Typically, standing desks are taken advantage of by employees who frequently move about the office.Here are a few things to think about before making the switch…
1. Does the standing desk fit your work needs?
Typically, standing desks are taken advantage of by employees who frequently move about the office. Being at a standing desk allows them to keep their energy levels high and improve their focus for the short tasks they do at their desks.
However, for creatives, being able to relax and let the mind wander for inspiration may be better for workflow. Additionally, if you’re the type of person who eats their lunch while working (to maximize efficiency) you may not warm to the idea of having to stand while eating.
2. Can you manage standing for long periods?
While standing desks are known to keep energy levels constant throughout the day - avoiding the droopy eyes that come with the 3 o’clock slump - there are also potential downsides.
Standing makes your heart pump harder and the chance to develop varicose veins is significantly increased. And, much like sitting, standing in one place for an extended amount of time is not good for your muscles. Fatigue mats, which you can stand on for extra support over long periods, can help make a standing desk more comfortable.
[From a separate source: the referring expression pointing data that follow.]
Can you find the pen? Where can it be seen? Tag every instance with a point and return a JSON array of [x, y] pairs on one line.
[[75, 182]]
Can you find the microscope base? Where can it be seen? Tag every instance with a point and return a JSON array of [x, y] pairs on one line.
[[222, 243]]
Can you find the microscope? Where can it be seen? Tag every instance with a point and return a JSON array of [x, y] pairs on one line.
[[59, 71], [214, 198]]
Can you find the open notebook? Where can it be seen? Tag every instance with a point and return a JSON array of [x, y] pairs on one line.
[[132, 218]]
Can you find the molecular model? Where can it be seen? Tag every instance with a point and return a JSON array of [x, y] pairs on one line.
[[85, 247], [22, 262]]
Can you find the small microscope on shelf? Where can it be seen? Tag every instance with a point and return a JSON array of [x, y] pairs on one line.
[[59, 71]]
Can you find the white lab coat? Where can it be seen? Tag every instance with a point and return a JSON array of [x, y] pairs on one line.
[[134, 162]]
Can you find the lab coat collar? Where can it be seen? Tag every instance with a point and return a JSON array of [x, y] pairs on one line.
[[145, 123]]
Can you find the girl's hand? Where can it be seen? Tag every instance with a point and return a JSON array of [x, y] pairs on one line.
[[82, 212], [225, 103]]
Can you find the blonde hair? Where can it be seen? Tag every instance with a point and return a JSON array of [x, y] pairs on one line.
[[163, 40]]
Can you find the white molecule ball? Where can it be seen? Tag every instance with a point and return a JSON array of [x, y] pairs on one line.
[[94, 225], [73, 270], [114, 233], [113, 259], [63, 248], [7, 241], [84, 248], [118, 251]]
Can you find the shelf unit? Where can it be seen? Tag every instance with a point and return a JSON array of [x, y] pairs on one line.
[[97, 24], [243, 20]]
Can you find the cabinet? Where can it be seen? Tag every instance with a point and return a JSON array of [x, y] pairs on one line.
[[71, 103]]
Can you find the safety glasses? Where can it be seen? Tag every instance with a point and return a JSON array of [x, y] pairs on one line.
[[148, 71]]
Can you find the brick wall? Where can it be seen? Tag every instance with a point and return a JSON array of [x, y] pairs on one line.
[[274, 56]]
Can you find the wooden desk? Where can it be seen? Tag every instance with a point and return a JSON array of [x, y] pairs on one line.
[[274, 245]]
3. How long are your workdays?
Without the ability to recline and relax, long workdays can feel torturous if you’re forced to be on your feet for more than 10 hours. Much like the traditional seated desk, it is important to move around every couple of hours after standing for two to three hours - you should take a walk around the office to improve circulation or give your feet a rest and relax in a chair for fifteen to twenty minutes.